We face an issue with our shared library linked statically with OpenSSL. The library is used in Apache HTTP Server.Although we have compiled our shared library statically with OpenSSL, it was using system OpenSSL library path, which the web server was using for https (web server SSL). We could reverse this behavior and force the https to use our OpenSSL library by setting LD_LIBRARY_PATH. But this is not what we want. We want Apache HTTP Server to use its own OpenSSL library and our SSL module (loaded on Apache) to use its own version of OpenSSL libraries. This we could not achieve and hence we followed the compiler option mentioned in the below link to control the visibility of symbols hoping it may fix the problem. (we are not doing wrapper shared library)
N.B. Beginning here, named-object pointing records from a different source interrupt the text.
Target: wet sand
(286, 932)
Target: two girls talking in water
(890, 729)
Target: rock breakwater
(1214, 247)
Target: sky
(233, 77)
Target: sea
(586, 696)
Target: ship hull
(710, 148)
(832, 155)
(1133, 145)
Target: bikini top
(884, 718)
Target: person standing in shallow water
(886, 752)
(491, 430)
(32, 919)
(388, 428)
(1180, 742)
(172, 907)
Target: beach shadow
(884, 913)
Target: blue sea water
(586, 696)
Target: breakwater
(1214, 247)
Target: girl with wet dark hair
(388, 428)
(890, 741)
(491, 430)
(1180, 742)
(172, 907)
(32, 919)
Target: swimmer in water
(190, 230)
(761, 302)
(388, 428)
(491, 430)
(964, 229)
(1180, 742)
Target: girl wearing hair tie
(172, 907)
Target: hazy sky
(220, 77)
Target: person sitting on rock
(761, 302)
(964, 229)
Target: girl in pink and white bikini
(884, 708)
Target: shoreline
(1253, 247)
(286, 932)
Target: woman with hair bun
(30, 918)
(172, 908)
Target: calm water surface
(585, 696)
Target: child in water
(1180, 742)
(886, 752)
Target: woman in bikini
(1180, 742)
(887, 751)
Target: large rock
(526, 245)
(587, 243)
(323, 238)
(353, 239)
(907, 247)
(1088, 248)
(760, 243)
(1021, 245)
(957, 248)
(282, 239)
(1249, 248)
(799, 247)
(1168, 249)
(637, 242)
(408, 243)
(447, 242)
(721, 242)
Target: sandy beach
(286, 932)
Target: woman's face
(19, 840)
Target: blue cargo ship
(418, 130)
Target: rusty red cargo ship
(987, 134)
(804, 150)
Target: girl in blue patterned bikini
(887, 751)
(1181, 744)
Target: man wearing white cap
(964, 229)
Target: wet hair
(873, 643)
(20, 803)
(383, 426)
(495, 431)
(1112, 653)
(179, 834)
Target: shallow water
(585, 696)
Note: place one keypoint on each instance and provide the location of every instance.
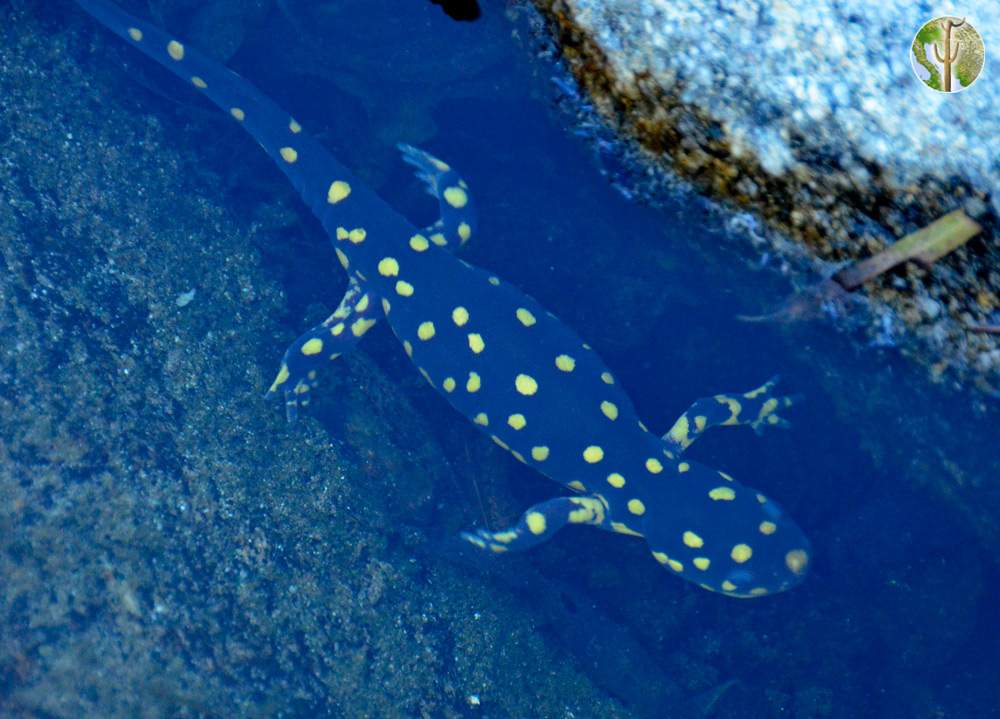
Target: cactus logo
(947, 54)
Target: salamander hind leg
(539, 523)
(458, 214)
(335, 336)
(757, 408)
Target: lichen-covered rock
(810, 115)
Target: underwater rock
(812, 118)
(167, 546)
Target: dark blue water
(898, 616)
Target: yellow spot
(582, 515)
(175, 50)
(337, 192)
(526, 318)
(460, 316)
(388, 267)
(768, 407)
(565, 363)
(741, 553)
(425, 331)
(535, 522)
(361, 326)
(796, 560)
(679, 432)
(623, 528)
(692, 540)
(456, 197)
(616, 480)
(525, 384)
(517, 421)
(404, 288)
(312, 347)
(635, 506)
(281, 378)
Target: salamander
(517, 372)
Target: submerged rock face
(167, 546)
(812, 116)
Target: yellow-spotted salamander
(512, 368)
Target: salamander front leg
(336, 335)
(757, 408)
(539, 524)
(458, 214)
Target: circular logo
(947, 54)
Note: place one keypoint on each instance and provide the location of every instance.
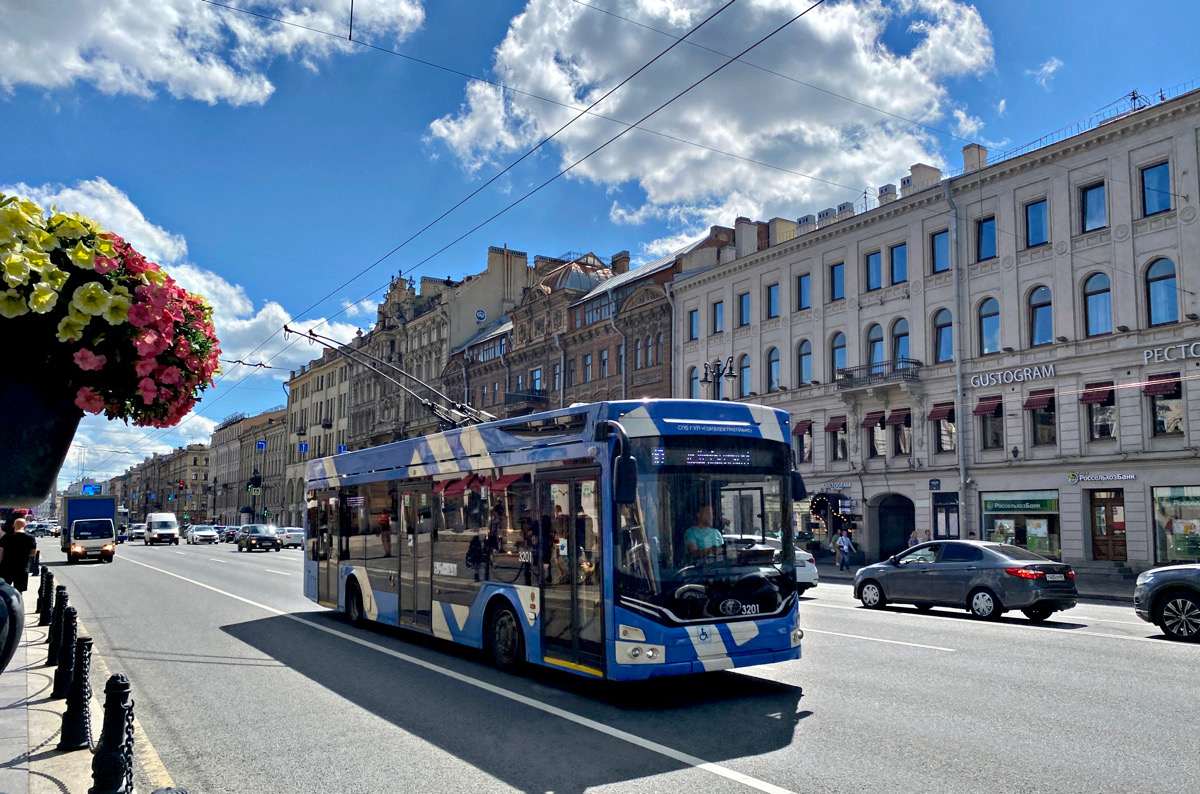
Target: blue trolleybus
(618, 540)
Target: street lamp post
(715, 371)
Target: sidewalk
(30, 721)
(1087, 590)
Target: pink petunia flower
(89, 360)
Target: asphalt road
(244, 685)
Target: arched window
(875, 348)
(1098, 305)
(804, 364)
(1041, 317)
(900, 343)
(1162, 304)
(989, 326)
(943, 336)
(837, 354)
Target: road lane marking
(877, 639)
(599, 727)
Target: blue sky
(264, 164)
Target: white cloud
(573, 54)
(1043, 73)
(189, 48)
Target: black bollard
(112, 764)
(65, 671)
(55, 633)
(77, 719)
(47, 608)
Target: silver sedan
(984, 578)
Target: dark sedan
(984, 578)
(1169, 597)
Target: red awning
(874, 419)
(989, 405)
(502, 482)
(1163, 385)
(1041, 398)
(941, 411)
(1097, 394)
(837, 425)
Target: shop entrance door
(1107, 511)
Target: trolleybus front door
(573, 583)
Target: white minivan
(161, 528)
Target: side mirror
(624, 480)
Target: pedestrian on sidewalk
(845, 546)
(17, 549)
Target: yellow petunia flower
(90, 299)
(43, 298)
(12, 304)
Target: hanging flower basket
(89, 325)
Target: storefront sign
(1171, 353)
(1075, 477)
(1012, 376)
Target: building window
(875, 348)
(1037, 223)
(1162, 304)
(803, 292)
(899, 263)
(1042, 413)
(1102, 411)
(835, 438)
(940, 252)
(1041, 317)
(1093, 212)
(945, 432)
(744, 377)
(1165, 404)
(837, 282)
(838, 354)
(1097, 305)
(1156, 188)
(900, 343)
(874, 270)
(804, 364)
(943, 336)
(985, 239)
(989, 326)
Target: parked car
(202, 534)
(1169, 597)
(292, 536)
(984, 578)
(258, 536)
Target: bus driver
(702, 539)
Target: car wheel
(1180, 617)
(354, 612)
(871, 595)
(1038, 613)
(505, 642)
(983, 605)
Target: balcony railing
(531, 396)
(881, 372)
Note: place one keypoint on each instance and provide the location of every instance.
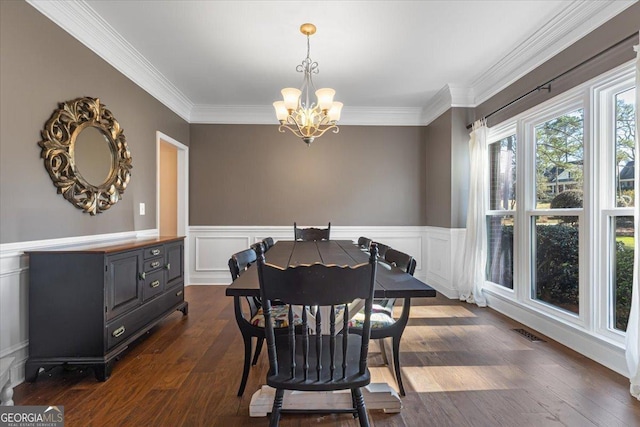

https://wiki.openssl.org/index.php/Android#Wrapper_Shared_Objects
g++ SSlModule.cpp -fPIC -shared -I/usr/local/ssl/include -fvisibility=hidden -Wl,--exclude-libs,ALL \
-Wl,-Bstatic -lcrypto -lssl -L/usr/local/ssl/lib -o SSLModule.so -Wl,-Bdynamic
The new shared library gives the error “undefined symbol OPENSSL_sk_num” while starting Apache HTTP Server. Can someone suggest any solution to our problem?
SOLUTION:
Drepper's paper pointed by Basile Starynkevitch was quite useful. Finally we have successfully compiled our module statically linked to OpenSSL
Detailing the main steps.
1)Used -Wl,-z,defs option. Then it was reporting many errors. Hence I have used a Makefile. Our module actually contained more than just a .cpp file
2)Used linker option --exclude-libs and excluded libssl.a and libcrypto.a from the export
3)Used -fvisbility=hidden flag in make file so that some of the symbols were made hidden
4)Used attribute ((visibility ("default"))) for exported functions The output shared library was still exporting two symbols for which it was reading from the global scope
5)Statically linked against OpenSSL
As a special use case we have used the flag RTLD_NOW| RTLD_DEEPBIND(second argument to dlopen) so that our library reads from local scope. RTLD_DEEPBIND flag is to be used in rare use cases as per Drepper's post. So we will not include this in our general solution to all customers.